De dienstenorganisatie van de Protestantse Kerk in Nederland is in twaalf jaar tijd bijna de helft kleiner geworden. Had de organisatie in 2005 nog 420 volledige banen (fte’s), nu zijn dat er 220. Over drie jaar moeten het er 200 zijn.
Dat blijkt uit cijfers die de Protestantse Kerk (PKN) beschikbaar stelde aan het Friesch Dagblad, dat daar donderdag over schreef.

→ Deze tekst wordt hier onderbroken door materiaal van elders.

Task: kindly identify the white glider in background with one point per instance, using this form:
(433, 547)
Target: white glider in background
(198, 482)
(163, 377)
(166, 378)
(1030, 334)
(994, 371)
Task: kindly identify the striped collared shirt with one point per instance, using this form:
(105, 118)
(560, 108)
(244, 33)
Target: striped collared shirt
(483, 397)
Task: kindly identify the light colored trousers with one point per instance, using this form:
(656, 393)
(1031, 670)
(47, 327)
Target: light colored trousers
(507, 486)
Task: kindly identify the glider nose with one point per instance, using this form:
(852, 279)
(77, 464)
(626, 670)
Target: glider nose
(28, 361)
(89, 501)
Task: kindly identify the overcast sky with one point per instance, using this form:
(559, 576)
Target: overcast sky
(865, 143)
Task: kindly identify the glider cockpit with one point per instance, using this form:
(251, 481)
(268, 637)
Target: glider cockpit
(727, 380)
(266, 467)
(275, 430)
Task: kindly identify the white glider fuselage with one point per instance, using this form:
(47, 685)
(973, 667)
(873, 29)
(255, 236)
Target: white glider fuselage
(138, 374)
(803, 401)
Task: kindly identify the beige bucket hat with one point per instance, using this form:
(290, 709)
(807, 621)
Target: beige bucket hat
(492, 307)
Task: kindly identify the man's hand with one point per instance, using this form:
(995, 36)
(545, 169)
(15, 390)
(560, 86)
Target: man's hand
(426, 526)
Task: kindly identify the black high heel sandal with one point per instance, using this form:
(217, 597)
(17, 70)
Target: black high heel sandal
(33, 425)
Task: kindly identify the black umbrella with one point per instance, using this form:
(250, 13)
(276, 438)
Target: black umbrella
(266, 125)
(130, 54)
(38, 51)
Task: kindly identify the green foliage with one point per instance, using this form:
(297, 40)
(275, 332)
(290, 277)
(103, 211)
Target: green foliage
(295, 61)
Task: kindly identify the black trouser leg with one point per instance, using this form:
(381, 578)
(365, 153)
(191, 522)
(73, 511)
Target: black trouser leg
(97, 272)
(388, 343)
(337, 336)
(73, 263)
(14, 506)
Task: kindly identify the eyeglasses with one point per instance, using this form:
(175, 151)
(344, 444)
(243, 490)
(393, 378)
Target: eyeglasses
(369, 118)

Vorig jaar kromp de dienstenorganisatie met een kwart van haar omvang. Van de 122 medewerkers die toen tot de risicogroep behoorden, maakten er 26 gebruik van een vrijwillige vertrekregeling.
Gemeenteadviseurs
Alle gemeenteadviseurs moesten vorig jaar vertrekken: veertig personen raakten hun baan kwijt. Een tiental kreeg een nieuwe functie in Utrecht. Veel anderen zijn als zelfstandige aan de slag gegaan. „Voor één medewerker is ontslag aangevraagd en met alle andere boventalligen is een vaststellingsovereenkomst gesloten”, aldus directeur Haaije Feenstra van de dienstenorganisatie. Zij gingen dus uit dienst.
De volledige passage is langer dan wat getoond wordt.